Non-Claude subagents are represented as orchestrated read-only child runtime sessions, not Claude SDK Task tool parity. Their artifacts include aggregate child-session summaries, per-child result artifacts, attempt histories, and a read-only merge plan so status dashboards can show complete/error/cancelled counts without re-parsing every child result.

Related Code

  • apps/backend/agents/runtime/ - runtime capabilities, requirements, session engine, and adapters.
  • apps/backend/agents/runtime/local_actions.py - reusable local action executor used by generic edit's JSON and provider-native tool-call loops.

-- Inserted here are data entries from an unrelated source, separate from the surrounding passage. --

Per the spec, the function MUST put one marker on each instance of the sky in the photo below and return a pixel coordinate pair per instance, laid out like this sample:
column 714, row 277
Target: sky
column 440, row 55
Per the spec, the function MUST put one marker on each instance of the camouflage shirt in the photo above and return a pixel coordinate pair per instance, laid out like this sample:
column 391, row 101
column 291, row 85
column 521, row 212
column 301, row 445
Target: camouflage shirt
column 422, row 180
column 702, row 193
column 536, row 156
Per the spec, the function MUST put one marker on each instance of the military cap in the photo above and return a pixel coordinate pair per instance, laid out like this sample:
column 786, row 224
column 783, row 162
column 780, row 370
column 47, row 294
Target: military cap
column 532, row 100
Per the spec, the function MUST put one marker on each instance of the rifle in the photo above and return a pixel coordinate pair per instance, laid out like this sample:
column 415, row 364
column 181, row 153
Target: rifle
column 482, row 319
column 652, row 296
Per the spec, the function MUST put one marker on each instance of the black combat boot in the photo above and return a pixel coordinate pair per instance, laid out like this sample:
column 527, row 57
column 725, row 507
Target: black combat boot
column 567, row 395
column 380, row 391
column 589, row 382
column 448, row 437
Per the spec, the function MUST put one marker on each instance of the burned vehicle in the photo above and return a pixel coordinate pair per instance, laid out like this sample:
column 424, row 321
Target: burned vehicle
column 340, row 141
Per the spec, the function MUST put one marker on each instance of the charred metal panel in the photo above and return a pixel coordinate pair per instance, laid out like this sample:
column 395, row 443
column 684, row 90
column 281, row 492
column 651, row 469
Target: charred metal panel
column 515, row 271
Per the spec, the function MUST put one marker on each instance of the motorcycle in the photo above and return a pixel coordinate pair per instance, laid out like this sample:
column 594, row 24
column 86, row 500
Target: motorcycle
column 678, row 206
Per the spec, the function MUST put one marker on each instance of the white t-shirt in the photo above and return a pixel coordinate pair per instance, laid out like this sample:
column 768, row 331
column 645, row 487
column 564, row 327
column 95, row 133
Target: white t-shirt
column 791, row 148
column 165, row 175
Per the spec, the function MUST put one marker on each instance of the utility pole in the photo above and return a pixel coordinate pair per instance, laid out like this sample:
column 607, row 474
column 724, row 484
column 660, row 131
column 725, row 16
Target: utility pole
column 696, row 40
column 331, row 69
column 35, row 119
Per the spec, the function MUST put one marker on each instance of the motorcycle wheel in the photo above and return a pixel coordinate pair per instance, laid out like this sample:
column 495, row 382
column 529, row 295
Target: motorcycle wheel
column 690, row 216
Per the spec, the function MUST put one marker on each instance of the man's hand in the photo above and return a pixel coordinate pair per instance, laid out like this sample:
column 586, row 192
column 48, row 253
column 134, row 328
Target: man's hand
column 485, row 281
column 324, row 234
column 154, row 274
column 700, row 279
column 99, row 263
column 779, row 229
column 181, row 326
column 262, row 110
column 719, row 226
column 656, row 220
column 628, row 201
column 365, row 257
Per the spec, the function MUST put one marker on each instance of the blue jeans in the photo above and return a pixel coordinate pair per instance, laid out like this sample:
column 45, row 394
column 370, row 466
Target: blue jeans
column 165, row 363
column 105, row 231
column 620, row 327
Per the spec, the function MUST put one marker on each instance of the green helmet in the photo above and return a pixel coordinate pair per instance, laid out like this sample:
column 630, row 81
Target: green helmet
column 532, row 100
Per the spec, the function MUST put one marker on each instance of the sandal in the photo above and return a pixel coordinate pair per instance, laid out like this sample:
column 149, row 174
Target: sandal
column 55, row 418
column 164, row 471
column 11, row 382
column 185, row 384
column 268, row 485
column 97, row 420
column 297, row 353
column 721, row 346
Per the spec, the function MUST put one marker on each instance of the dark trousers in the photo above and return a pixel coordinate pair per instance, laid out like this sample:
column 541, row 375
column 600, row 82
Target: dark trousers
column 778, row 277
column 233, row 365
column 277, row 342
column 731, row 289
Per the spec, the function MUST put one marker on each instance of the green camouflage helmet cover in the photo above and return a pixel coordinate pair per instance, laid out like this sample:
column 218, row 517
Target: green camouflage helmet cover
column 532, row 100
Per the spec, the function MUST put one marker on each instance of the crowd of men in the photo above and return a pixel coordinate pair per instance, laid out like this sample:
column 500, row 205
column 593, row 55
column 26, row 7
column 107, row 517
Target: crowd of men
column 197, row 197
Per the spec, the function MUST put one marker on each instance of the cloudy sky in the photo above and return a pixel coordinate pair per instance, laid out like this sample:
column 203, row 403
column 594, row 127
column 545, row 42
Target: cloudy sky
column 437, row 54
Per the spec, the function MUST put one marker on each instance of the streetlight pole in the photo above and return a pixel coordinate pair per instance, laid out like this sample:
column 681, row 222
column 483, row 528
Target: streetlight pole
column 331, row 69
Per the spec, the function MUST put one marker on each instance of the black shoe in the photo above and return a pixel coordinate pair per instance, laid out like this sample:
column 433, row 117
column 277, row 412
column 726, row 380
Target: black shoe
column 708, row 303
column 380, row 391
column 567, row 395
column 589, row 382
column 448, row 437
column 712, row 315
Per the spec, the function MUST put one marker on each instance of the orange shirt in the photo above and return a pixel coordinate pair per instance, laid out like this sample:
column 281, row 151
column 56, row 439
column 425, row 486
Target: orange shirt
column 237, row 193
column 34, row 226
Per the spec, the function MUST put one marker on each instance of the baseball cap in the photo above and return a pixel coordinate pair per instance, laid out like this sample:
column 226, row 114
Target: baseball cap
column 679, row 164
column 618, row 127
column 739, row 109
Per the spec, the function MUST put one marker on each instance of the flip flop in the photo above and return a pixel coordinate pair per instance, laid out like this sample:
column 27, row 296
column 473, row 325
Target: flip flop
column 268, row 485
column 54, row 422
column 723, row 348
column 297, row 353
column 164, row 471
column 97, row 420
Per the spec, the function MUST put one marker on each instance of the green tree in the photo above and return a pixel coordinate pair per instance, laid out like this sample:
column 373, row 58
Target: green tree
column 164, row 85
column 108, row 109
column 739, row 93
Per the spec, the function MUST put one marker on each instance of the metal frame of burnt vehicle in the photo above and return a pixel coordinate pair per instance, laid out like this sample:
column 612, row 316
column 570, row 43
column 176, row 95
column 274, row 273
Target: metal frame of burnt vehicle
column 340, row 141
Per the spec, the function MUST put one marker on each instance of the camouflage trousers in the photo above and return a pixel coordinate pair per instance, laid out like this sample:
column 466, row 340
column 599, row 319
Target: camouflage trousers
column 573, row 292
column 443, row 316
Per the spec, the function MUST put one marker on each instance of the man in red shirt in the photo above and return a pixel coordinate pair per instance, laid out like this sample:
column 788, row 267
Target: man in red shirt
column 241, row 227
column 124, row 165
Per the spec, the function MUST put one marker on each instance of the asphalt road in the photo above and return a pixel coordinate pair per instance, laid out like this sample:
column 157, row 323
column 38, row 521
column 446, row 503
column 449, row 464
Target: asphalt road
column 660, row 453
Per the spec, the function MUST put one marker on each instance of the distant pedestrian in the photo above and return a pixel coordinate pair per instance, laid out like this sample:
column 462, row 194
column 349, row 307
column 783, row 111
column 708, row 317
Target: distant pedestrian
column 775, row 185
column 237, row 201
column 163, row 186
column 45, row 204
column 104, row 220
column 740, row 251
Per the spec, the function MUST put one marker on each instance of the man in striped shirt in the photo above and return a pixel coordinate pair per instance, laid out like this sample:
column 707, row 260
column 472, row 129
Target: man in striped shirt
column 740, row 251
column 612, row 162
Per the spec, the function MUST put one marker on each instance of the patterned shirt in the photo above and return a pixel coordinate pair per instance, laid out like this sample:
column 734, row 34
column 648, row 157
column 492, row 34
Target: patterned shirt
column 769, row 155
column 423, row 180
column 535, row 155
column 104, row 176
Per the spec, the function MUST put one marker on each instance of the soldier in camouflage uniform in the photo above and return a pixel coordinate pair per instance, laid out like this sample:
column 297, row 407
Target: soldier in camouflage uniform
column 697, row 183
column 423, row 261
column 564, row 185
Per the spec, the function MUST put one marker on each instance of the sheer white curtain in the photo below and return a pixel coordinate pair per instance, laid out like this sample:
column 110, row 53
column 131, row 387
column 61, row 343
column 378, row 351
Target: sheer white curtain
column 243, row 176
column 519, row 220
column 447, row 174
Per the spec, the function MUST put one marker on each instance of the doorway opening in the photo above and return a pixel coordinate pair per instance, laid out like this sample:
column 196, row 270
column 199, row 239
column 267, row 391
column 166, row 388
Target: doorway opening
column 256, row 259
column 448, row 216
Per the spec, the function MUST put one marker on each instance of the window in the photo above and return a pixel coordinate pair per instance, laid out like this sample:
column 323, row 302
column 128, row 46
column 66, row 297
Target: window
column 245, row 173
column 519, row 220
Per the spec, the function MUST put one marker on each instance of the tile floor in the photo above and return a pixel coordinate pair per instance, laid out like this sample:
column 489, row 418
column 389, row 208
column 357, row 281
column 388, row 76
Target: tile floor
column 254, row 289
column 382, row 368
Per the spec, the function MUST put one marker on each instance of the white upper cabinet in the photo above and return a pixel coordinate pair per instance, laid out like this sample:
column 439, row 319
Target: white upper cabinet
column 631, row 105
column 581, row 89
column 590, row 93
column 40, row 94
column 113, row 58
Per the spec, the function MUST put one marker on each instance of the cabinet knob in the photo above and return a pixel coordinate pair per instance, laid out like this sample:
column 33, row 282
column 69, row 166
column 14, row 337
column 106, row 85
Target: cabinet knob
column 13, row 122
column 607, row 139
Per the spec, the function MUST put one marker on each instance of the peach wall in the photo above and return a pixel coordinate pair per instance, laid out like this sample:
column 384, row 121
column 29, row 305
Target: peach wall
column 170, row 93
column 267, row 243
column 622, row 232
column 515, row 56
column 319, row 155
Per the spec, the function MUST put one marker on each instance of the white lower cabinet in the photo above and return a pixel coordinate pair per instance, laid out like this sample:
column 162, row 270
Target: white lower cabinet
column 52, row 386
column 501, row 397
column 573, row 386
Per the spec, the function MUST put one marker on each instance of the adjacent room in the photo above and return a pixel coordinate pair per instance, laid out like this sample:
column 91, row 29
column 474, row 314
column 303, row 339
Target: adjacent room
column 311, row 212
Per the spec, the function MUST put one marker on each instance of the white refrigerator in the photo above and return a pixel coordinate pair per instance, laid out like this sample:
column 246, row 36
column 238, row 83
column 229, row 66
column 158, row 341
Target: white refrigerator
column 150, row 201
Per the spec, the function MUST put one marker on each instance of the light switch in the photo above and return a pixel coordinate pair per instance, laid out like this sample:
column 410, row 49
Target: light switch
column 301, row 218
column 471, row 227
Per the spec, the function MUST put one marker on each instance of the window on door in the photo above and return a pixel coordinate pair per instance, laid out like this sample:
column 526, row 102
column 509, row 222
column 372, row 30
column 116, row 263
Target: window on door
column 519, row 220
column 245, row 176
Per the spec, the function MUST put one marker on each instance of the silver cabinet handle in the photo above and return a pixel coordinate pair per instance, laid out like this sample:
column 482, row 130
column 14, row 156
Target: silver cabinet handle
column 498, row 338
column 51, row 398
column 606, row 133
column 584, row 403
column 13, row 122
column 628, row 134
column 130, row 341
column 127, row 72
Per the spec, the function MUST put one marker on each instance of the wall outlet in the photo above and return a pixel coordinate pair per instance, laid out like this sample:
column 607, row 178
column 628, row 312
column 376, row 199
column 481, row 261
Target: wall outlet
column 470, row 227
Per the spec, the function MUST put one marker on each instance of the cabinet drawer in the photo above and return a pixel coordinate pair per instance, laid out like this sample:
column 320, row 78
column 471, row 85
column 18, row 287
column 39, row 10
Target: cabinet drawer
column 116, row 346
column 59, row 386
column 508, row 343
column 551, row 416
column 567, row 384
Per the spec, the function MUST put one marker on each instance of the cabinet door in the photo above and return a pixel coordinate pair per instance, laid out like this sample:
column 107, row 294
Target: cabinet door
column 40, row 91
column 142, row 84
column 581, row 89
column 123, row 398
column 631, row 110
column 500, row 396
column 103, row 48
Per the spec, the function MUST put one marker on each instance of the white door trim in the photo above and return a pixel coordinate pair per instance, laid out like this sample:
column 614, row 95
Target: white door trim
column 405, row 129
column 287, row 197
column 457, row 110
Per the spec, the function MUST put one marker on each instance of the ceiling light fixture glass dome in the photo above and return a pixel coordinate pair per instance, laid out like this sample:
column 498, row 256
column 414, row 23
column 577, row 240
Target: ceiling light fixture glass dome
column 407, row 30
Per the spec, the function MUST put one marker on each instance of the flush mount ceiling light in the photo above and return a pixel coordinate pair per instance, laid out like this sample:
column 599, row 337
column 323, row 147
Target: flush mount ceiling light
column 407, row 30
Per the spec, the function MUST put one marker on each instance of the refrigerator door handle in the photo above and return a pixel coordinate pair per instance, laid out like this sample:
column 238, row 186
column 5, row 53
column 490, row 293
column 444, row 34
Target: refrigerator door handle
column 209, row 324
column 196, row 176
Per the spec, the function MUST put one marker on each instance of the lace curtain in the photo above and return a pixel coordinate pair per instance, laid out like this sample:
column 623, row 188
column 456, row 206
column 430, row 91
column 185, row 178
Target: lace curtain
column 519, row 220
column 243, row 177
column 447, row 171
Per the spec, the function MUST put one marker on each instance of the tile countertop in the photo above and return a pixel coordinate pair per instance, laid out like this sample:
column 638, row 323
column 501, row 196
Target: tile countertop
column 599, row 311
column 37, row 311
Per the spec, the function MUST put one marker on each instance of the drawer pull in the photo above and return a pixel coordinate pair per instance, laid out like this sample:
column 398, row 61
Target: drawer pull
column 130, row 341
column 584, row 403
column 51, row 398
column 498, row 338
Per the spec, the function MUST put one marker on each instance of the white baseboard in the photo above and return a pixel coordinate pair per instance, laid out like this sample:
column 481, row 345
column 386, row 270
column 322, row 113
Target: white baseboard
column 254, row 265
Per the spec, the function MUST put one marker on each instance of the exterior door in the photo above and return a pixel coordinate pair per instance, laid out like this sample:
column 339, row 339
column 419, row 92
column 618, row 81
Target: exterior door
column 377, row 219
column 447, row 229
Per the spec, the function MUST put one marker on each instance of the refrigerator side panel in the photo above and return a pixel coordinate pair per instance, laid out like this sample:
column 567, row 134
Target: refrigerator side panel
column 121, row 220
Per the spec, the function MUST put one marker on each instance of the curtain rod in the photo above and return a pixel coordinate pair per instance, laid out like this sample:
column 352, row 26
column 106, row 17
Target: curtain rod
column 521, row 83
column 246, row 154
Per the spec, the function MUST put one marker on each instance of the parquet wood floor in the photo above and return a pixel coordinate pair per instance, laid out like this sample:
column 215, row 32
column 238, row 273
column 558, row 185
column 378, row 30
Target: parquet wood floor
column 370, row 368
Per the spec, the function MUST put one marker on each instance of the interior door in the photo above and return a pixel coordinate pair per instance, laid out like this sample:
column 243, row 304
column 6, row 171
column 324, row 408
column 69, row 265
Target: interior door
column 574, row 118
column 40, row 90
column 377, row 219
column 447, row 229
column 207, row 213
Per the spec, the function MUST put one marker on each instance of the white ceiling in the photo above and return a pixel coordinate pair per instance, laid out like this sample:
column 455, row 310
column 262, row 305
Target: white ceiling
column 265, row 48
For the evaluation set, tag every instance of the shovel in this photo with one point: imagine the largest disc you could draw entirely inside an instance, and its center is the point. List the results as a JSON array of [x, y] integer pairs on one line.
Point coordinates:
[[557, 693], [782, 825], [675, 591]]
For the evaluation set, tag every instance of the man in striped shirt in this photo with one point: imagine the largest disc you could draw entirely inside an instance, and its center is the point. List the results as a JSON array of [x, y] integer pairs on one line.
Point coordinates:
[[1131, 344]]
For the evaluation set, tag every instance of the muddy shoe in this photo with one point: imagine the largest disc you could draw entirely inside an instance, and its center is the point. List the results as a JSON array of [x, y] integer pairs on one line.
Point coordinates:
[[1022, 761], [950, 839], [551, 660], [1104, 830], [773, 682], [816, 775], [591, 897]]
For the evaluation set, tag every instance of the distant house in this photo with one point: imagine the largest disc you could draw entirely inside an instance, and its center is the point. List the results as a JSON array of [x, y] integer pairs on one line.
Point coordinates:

  • apps/backend/agents/runtime/mcp_bridge.py - local MCP bridge status, external MCP client readiness, permission policy, and audit artifacts for direct-provider runtimes.
  • apps/backend/agents/runtime/cli_profiles.py - CLI runner profile registry, executable detection, and selection diagnostics.
  • apps/backend/agents/runtime/runner_router.py - opt-in routing from impossible direct-provider full-autonomous requests to wired CLI runners.
  • apps/backend/agents/runtime/artifacts.py - shared analysis-only artifact persistence.
  • apps/backend/agents/runtime/compatibility.py - user-facing provider/runtime compatibility metadata.
  • apps/backend/agents/runtime/subagents.py - provider-neutral subagent support policy and child-session orchestrator.
  • apps/backend/agents/coder.py - runtime selection for planning/coding phases.
  • apps/backend/cli/analysis_commands.py - non-mutating provider analysis CLI.
  • apps/backend/cli/runtime_commands.py - runtime compatibility CLI.
  • apps/backend/agents/planner.py - runtime selection for follow-up planning.
  • apps/backend/core/providers/ - provider adapters and provider factory.
  • apps/backend/cli/provider_smoke_commands.py - opt-in live provider smoke checks.
  • tests/test_agent_runtime.py - runtime capability and patch proposal tests.